A moda sempre foi mais do que uma simples questão de estilo; é uma linguagem poderosa através da qual as mulheres, ao longo da história, têm expressado resistência, identidade e poder. Em um mundo frequentemente dominado por normas patriarcais, o modo de se vestir tornou-se uma ferramenta não apenas de expressão individual, mas também de contestação social. Seja adotando peças tradicionalmente masculinas ou rompendo com expectativas de como uma “mulher adequada” deveria se portar, o vestuário feminino tem sido central na luta por igualdade e autonomia.

No século XIX, o espartilho simbolizava a submissão das mulheres às regras estritas da sociedade vitoriana, que esperava que seus corpos fossem moldados conforme padrões de feminilidade inatingíveis. Entretanto, as mulheres começaram a lutar contra essa restrição física e mental. A famosa reformadora do vestuário Amelia Bloomer, por exemplo, desafiou o desconforto da moda ao introduzir uma peça de vestuário chamada “bloomers” – calças largas usadas por baixo de saias mais curtas, um precursor do que viria a ser uma revolução.
Essa rebeldia não era apenas uma questão de conforto, mas uma afirmação de independência e mobilidade. As primeiras sufragistas também usavam a moda como símbolo de resistência, com seus ternos austeros e menos ornamentados, diferenciando-se das regras opressoras de feminilidade e promovendo o direito ao voto e ao espaço público.

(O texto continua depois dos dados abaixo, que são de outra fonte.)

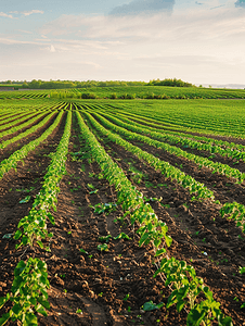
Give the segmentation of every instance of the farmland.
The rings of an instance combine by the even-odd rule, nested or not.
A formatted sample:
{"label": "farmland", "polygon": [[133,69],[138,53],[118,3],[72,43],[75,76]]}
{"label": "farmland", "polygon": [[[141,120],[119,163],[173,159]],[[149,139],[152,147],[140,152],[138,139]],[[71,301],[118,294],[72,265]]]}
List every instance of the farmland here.
{"label": "farmland", "polygon": [[244,90],[141,88],[0,93],[1,325],[245,325]]}

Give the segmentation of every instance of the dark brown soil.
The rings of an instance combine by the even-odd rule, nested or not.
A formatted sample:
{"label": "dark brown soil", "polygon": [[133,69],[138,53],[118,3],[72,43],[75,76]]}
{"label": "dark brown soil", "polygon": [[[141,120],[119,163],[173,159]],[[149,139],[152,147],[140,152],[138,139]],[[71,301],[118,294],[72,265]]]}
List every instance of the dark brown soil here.
{"label": "dark brown soil", "polygon": [[[64,120],[52,137],[28,155],[24,166],[20,164],[16,173],[10,171],[0,180],[0,296],[10,291],[13,271],[20,259],[33,254],[29,250],[16,251],[15,241],[2,236],[13,234],[18,221],[31,208],[50,162],[48,154],[55,150],[63,129]],[[80,160],[68,155],[67,174],[60,185],[57,211],[53,213],[55,225],[48,226],[54,234],[51,252],[36,248],[36,256],[44,259],[48,264],[51,285],[51,309],[48,317],[39,316],[39,324],[186,325],[186,312],[179,314],[175,306],[169,311],[165,306],[153,312],[142,311],[142,305],[150,300],[166,303],[171,291],[159,277],[153,278],[156,267],[152,247],[140,248],[138,236],[128,221],[115,221],[122,215],[120,206],[108,214],[94,213],[93,206],[98,203],[115,203],[116,191],[102,177],[96,162],[88,160],[89,154],[77,135],[75,122],[69,151],[81,150],[85,155]],[[240,309],[245,302],[245,278],[238,273],[238,267],[245,266],[245,240],[238,238],[244,238],[242,231],[232,221],[220,217],[219,205],[191,201],[188,191],[114,143],[107,143],[106,150],[146,198],[162,197],[160,202],[150,203],[158,217],[167,223],[173,238],[168,254],[192,264],[221,303],[223,312],[233,318],[234,325],[245,325],[245,311]],[[137,177],[132,166],[143,173],[142,178]],[[222,181],[222,177],[218,178]],[[20,204],[27,189],[31,201]],[[92,193],[95,189],[98,191]],[[227,190],[222,191],[222,187],[217,187],[216,195],[227,197]],[[233,193],[228,198],[233,198]],[[131,240],[109,239],[107,252],[98,250],[99,237],[108,234],[116,237],[121,231]]]}

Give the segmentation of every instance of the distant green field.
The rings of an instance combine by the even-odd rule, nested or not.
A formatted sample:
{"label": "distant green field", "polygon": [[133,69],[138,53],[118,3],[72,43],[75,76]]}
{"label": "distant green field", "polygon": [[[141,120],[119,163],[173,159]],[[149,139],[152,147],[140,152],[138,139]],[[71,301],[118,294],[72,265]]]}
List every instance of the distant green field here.
{"label": "distant green field", "polygon": [[79,93],[94,93],[99,98],[111,98],[116,95],[117,98],[130,95],[133,98],[154,98],[154,97],[169,97],[169,98],[204,98],[204,99],[229,99],[229,98],[245,98],[245,90],[243,89],[215,89],[215,88],[199,88],[199,87],[167,87],[167,86],[130,86],[130,87],[91,87],[74,89],[74,92]]}
{"label": "distant green field", "polygon": [[[9,87],[9,86],[8,86]],[[13,87],[13,86],[10,86]],[[244,89],[218,89],[167,86],[117,86],[73,89],[38,89],[1,91],[0,99],[12,98],[55,99],[245,99]]]}

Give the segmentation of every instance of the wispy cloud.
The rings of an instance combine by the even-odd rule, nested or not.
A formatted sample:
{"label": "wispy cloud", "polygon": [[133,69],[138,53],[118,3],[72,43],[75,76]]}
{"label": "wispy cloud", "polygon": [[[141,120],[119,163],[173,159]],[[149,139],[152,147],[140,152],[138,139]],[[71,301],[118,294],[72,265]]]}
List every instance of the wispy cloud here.
{"label": "wispy cloud", "polygon": [[29,16],[29,15],[33,15],[33,14],[43,14],[44,11],[33,9],[33,10],[29,10],[29,11],[10,11],[9,13],[10,14],[15,14],[15,15]]}
{"label": "wispy cloud", "polygon": [[235,7],[242,7],[242,8],[245,8],[245,0],[237,0],[235,2]]}
{"label": "wispy cloud", "polygon": [[44,11],[42,10],[30,10],[30,11],[24,11],[22,12],[22,14],[24,14],[24,16],[29,16],[29,15],[33,15],[33,14],[43,14]]}
{"label": "wispy cloud", "polygon": [[7,14],[4,12],[0,12],[0,17],[5,17],[5,18],[14,20],[13,15]]}
{"label": "wispy cloud", "polygon": [[153,13],[159,11],[171,12],[175,0],[133,0],[128,4],[114,8],[111,15],[131,15],[139,13]]}

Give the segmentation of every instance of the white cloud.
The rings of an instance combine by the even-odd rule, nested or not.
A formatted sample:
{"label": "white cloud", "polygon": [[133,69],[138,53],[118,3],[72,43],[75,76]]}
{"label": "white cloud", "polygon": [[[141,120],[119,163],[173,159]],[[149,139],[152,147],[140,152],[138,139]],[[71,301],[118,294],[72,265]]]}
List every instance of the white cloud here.
{"label": "white cloud", "polygon": [[175,5],[175,0],[133,0],[128,4],[122,4],[114,8],[111,15],[128,15],[139,13],[152,13],[159,11],[171,12]]}
{"label": "white cloud", "polygon": [[15,15],[29,16],[29,15],[33,15],[33,14],[43,14],[44,11],[34,9],[34,10],[29,10],[29,11],[10,11],[9,13],[15,14]]}
{"label": "white cloud", "polygon": [[0,17],[7,17],[7,18],[11,18],[11,20],[14,18],[12,15],[7,14],[7,13],[4,13],[4,12],[0,12]]}
{"label": "white cloud", "polygon": [[30,11],[24,11],[22,12],[22,14],[24,14],[24,16],[29,16],[29,15],[33,15],[33,14],[43,14],[44,11],[42,10],[30,10]]}
{"label": "white cloud", "polygon": [[50,52],[56,52],[54,46],[52,46],[52,45],[51,45],[51,47],[50,47]]}

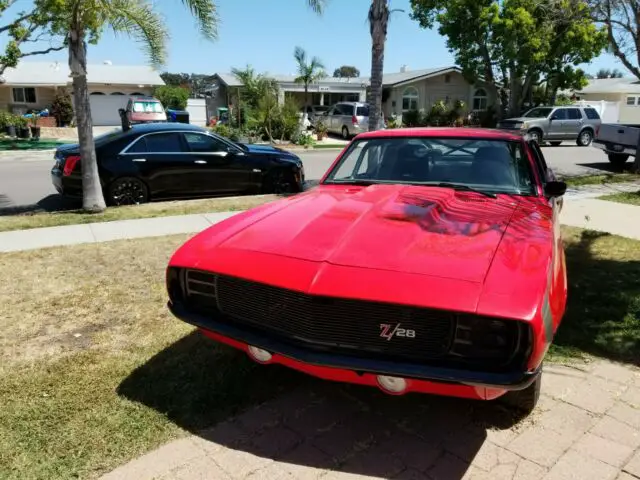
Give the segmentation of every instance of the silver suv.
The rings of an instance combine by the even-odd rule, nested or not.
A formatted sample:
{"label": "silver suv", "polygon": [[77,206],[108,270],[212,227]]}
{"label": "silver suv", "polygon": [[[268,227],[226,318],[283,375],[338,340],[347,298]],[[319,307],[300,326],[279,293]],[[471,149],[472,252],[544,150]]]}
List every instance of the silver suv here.
{"label": "silver suv", "polygon": [[360,102],[340,102],[333,105],[323,116],[317,117],[329,133],[337,133],[345,140],[369,127],[369,105]]}
{"label": "silver suv", "polygon": [[540,144],[547,141],[560,145],[563,140],[575,140],[579,146],[586,147],[598,133],[601,123],[595,108],[568,105],[532,108],[522,117],[502,120],[498,128],[528,133]]}

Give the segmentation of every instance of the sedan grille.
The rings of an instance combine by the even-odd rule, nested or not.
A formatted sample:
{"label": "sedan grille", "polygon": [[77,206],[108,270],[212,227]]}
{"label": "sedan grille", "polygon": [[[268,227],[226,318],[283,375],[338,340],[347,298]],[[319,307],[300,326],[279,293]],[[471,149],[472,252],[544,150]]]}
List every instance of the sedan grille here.
{"label": "sedan grille", "polygon": [[189,308],[201,313],[217,311],[293,343],[347,354],[435,359],[449,352],[456,326],[451,312],[312,296],[193,270],[185,293]]}

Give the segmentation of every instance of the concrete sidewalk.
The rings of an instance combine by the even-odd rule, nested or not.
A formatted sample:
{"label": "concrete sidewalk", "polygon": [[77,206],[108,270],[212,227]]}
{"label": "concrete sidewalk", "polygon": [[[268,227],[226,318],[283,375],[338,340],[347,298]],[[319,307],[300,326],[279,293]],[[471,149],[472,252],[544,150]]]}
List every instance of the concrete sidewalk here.
{"label": "concrete sidewalk", "polygon": [[[638,185],[633,188],[638,189]],[[569,192],[560,215],[561,223],[640,240],[640,206],[592,198],[605,193],[608,192],[598,191],[597,195],[589,191]],[[1,232],[0,252],[197,233],[237,213],[179,215]]]}

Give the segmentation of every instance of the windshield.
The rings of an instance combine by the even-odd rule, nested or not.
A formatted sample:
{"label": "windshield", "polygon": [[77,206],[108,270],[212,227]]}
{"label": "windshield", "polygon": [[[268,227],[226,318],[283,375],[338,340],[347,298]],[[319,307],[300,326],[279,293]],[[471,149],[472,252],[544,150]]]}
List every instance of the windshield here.
{"label": "windshield", "polygon": [[525,118],[547,118],[553,108],[532,108],[523,115]]}
{"label": "windshield", "polygon": [[160,102],[135,102],[133,111],[136,113],[164,113]]}
{"label": "windshield", "polygon": [[529,160],[521,142],[473,138],[354,141],[324,183],[446,183],[483,192],[535,195]]}

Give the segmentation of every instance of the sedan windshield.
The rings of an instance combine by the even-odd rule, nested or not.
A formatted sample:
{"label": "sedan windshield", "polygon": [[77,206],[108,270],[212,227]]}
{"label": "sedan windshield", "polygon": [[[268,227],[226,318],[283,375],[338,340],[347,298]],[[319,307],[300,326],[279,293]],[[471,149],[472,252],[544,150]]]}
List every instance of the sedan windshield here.
{"label": "sedan windshield", "polygon": [[523,115],[524,118],[547,118],[553,108],[532,108]]}
{"label": "sedan windshield", "polygon": [[535,182],[521,142],[477,138],[356,140],[324,183],[399,183],[535,195]]}

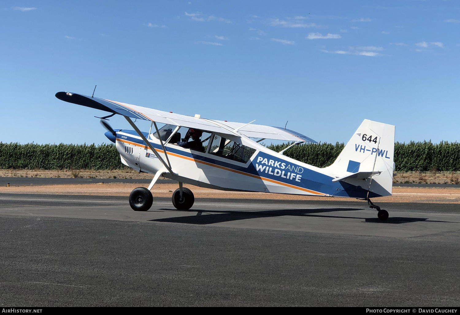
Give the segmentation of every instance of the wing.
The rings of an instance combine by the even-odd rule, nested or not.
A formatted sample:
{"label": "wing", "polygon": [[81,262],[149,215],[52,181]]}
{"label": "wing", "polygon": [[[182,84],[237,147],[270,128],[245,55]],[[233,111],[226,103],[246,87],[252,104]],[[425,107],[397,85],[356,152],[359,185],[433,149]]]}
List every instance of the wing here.
{"label": "wing", "polygon": [[[238,131],[238,133],[251,138],[316,143],[313,139],[301,134],[280,127],[249,124],[241,128],[244,126],[244,123],[197,118],[132,105],[126,103],[115,102],[109,99],[90,97],[76,93],[58,92],[56,93],[56,97],[59,99],[69,103],[119,114],[138,119],[172,124],[176,126],[183,126],[212,132],[231,135],[235,135],[236,133],[230,130],[235,130],[236,129],[241,128]],[[222,127],[223,126],[224,127]]]}
{"label": "wing", "polygon": [[234,133],[229,132],[224,128],[218,126],[208,119],[170,113],[109,99],[92,98],[76,93],[58,92],[56,93],[56,97],[61,100],[69,103],[119,114],[131,118],[172,124],[176,126],[184,126],[212,132],[235,134]]}
{"label": "wing", "polygon": [[[232,129],[241,128],[245,125],[245,124],[241,122],[223,122],[219,120],[213,121],[215,121],[226,126]],[[316,141],[313,139],[301,134],[289,130],[289,129],[284,129],[282,127],[270,127],[263,125],[255,125],[251,123],[241,128],[241,129],[238,130],[238,132],[242,134],[247,137],[250,137],[251,138],[262,138],[267,139],[283,140],[289,141],[301,141],[304,142],[317,143]]]}

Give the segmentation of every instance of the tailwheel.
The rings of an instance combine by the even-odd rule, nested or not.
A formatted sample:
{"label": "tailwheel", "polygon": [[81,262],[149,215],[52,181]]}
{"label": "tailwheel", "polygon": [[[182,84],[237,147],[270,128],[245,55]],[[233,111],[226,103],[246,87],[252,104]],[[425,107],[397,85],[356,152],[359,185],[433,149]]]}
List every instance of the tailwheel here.
{"label": "tailwheel", "polygon": [[134,188],[129,194],[129,205],[134,211],[147,211],[153,203],[152,193],[145,187]]}
{"label": "tailwheel", "polygon": [[379,211],[379,213],[377,214],[377,216],[379,217],[382,221],[385,221],[385,220],[388,218],[388,211],[386,210],[384,210],[381,209],[380,207],[376,204],[374,204],[374,203],[371,201],[371,199],[368,198],[366,199],[368,201],[368,204],[369,204],[369,207],[376,209],[377,211]]}
{"label": "tailwheel", "polygon": [[386,210],[384,210],[383,209],[380,209],[380,211],[379,211],[379,213],[377,215],[382,221],[385,221],[385,220],[388,218],[388,211]]}
{"label": "tailwheel", "polygon": [[180,190],[178,188],[172,193],[172,205],[178,210],[188,210],[195,202],[195,197],[192,191],[184,187],[182,188],[182,198],[180,198]]}

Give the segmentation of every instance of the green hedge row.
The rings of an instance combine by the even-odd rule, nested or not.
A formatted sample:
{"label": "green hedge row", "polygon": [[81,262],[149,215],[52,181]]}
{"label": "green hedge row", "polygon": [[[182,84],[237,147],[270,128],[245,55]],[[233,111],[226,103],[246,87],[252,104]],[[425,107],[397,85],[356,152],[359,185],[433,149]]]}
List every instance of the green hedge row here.
{"label": "green hedge row", "polygon": [[[269,146],[279,152],[286,144]],[[306,144],[294,146],[284,152],[286,156],[318,167],[328,166],[335,160],[344,148],[343,143]],[[395,163],[397,172],[460,171],[460,143],[431,141],[395,143]]]}
{"label": "green hedge row", "polygon": [[[287,144],[270,145],[279,152]],[[294,146],[284,154],[318,167],[332,164],[343,149],[343,143]],[[460,171],[460,143],[431,141],[395,144],[397,172]],[[39,145],[0,142],[0,169],[116,169],[124,166],[113,144]]]}
{"label": "green hedge row", "polygon": [[96,146],[0,142],[0,169],[115,169],[124,167],[111,144]]}

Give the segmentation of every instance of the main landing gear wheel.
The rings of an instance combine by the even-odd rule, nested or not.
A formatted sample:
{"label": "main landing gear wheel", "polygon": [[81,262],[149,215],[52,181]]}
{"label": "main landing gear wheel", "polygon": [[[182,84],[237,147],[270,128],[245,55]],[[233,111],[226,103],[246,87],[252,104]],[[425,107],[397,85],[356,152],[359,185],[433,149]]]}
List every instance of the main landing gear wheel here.
{"label": "main landing gear wheel", "polygon": [[147,211],[153,203],[152,193],[145,187],[134,188],[129,194],[129,205],[134,211]]}
{"label": "main landing gear wheel", "polygon": [[378,214],[377,215],[382,221],[385,221],[385,220],[388,218],[388,211],[386,210],[384,210],[383,209],[380,209],[380,211],[379,211]]}
{"label": "main landing gear wheel", "polygon": [[184,187],[182,188],[182,199],[180,198],[179,188],[172,193],[172,205],[178,210],[188,210],[195,202],[195,196],[192,191]]}

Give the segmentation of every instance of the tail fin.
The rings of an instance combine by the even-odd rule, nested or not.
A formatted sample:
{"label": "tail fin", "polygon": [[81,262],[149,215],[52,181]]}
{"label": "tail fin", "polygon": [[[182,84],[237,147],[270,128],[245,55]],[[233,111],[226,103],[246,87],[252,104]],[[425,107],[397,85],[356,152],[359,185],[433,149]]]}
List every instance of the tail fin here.
{"label": "tail fin", "polygon": [[334,163],[334,181],[368,190],[368,198],[391,196],[395,168],[395,126],[365,119]]}

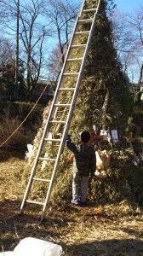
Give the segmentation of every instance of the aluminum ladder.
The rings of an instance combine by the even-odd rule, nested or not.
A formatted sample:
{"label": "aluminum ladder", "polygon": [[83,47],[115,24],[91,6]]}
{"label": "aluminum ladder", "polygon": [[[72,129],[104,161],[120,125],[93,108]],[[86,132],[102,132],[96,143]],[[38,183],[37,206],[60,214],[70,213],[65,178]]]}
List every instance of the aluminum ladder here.
{"label": "aluminum ladder", "polygon": [[[60,154],[63,152],[66,134],[76,104],[100,2],[101,0],[83,1],[77,15],[54,100],[46,119],[31,173],[21,203],[20,214],[22,213],[26,203],[33,203],[43,206],[42,219],[45,215],[55,180]],[[55,155],[53,154],[54,151]],[[43,174],[40,177],[37,177],[37,169],[39,170],[39,166],[41,166],[43,162],[47,163],[45,164],[47,165],[46,169],[44,170],[43,168],[43,171],[40,172],[48,173],[49,167],[51,168],[52,166],[49,178],[43,177]],[[33,181],[48,183],[44,201],[28,200]]]}

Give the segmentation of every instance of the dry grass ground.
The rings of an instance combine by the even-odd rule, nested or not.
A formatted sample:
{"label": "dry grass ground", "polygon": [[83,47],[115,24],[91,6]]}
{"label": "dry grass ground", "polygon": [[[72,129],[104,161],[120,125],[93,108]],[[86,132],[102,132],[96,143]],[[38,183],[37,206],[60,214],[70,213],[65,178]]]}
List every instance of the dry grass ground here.
{"label": "dry grass ground", "polygon": [[0,162],[0,251],[32,236],[60,244],[66,256],[143,256],[143,212],[133,212],[126,201],[104,207],[51,204],[42,223],[39,207],[28,206],[19,215],[26,164],[19,153],[9,152]]}

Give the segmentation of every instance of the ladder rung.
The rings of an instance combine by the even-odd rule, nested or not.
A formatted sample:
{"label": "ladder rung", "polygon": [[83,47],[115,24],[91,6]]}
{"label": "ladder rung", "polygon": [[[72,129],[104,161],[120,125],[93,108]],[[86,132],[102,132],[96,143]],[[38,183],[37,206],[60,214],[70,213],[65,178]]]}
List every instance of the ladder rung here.
{"label": "ladder rung", "polygon": [[60,88],[59,90],[61,90],[61,91],[74,91],[75,88]]}
{"label": "ladder rung", "polygon": [[40,205],[40,206],[44,206],[44,203],[43,203],[41,201],[32,201],[32,200],[26,200],[26,202],[29,202],[31,204],[36,204],[36,205]]}
{"label": "ladder rung", "polygon": [[89,31],[80,31],[77,32],[75,32],[75,35],[89,35]]}
{"label": "ladder rung", "polygon": [[64,73],[63,76],[77,76],[79,73]]}
{"label": "ladder rung", "polygon": [[71,107],[71,104],[54,104],[54,107]]}
{"label": "ladder rung", "polygon": [[45,178],[40,178],[40,177],[33,177],[33,180],[44,181],[47,183],[50,183],[50,179],[45,179]]}
{"label": "ladder rung", "polygon": [[44,141],[47,141],[47,142],[59,142],[60,143],[61,140],[60,139],[49,139],[49,138],[44,138]]}
{"label": "ladder rung", "polygon": [[71,48],[83,48],[83,47],[86,47],[87,44],[73,44],[71,46]]}
{"label": "ladder rung", "polygon": [[53,120],[53,121],[49,121],[49,123],[55,123],[55,124],[66,124],[66,121],[58,121],[58,120]]}
{"label": "ladder rung", "polygon": [[48,158],[48,157],[39,157],[39,160],[47,160],[47,161],[55,161],[56,160],[56,159]]}
{"label": "ladder rung", "polygon": [[83,13],[89,13],[89,12],[95,12],[96,9],[83,9]]}
{"label": "ladder rung", "polygon": [[83,58],[67,59],[67,61],[82,61]]}
{"label": "ladder rung", "polygon": [[89,22],[92,22],[93,21],[93,19],[87,19],[87,20],[79,20],[78,22],[80,24],[85,24],[85,23],[89,23]]}

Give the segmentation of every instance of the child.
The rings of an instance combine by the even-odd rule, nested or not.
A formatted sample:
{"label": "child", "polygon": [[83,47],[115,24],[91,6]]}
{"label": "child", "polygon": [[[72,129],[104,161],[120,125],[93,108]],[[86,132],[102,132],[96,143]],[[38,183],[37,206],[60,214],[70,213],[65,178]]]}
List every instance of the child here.
{"label": "child", "polygon": [[94,148],[89,146],[90,134],[89,131],[82,132],[81,141],[82,143],[77,147],[72,143],[68,135],[66,147],[74,154],[72,203],[86,205],[89,176],[93,177],[94,175],[96,158]]}

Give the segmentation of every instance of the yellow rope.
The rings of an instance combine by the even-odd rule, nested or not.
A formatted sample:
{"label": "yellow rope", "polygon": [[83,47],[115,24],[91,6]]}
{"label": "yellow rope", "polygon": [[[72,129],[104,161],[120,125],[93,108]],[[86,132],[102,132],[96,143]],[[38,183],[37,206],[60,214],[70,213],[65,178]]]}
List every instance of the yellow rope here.
{"label": "yellow rope", "polygon": [[[65,49],[66,50],[66,49]],[[53,78],[54,74],[55,73],[55,71],[56,71],[56,68],[58,67],[60,61],[61,61],[61,58],[65,53],[65,50],[63,52],[63,54],[61,55],[50,79],[49,79],[49,81],[50,79]],[[27,119],[27,118],[30,116],[30,114],[31,113],[31,112],[33,111],[33,109],[36,108],[37,104],[38,103],[39,100],[41,99],[43,94],[44,93],[44,91],[46,90],[47,87],[48,87],[49,84],[46,84],[46,86],[44,87],[44,89],[43,90],[43,92],[41,93],[40,96],[38,97],[37,101],[36,102],[36,103],[34,104],[33,108],[31,109],[30,113],[27,114],[27,116],[25,118],[25,119],[20,123],[20,125],[14,131],[14,132],[0,145],[0,148],[2,148],[9,140],[9,138],[11,138],[13,137],[13,135],[20,129],[20,127],[22,126],[22,125],[25,123],[25,121]]]}

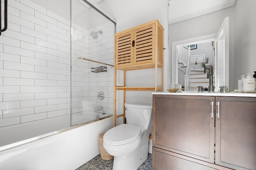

Com a chegada dos “loucos anos 20”, as flappers trouxeram um novo ar de liberdade às ruas e salões de festa. Elas cortaram seus cabelos curtos, usaram vestidos mais soltos e adotaram a androginia como protesto contra as restrições da sociedade patriarcal. Pela primeira vez, muitas mulheres assumiram o controle de seus corpos e estilos, exibindo a liberdade recém-conquistada pelo direito ao voto e pelas mudanças culturais do pós-guerra. A moda, marcada pela ousadia de designers como Coco Chanel, deixou de ser algo restrito às classes altas e tornou-se um símbolo de emancipação feminina.

A Segunda Guerra Mundial: A necessidade de se adaptar
Durante a Segunda Guerra Mundial, com os homens no front, as mulheres passaram a ocupar posições na força de trabalho. Isso gerou uma mudança notável no vestuário feminino. As roupas precisavam ser práticas e utilitárias, e peças tradicionalmente masculinas, como calças e macacões, tornaram-se comuns no guarda-roupa das mulheres. Esse período marcou o fortalecimento do uso das calças, peça antes associada apenas aos homens, como uma afirmação de que as mulheres podiam — e deveriam — ocupar os mesmos espaços de trabalho e contribuição social.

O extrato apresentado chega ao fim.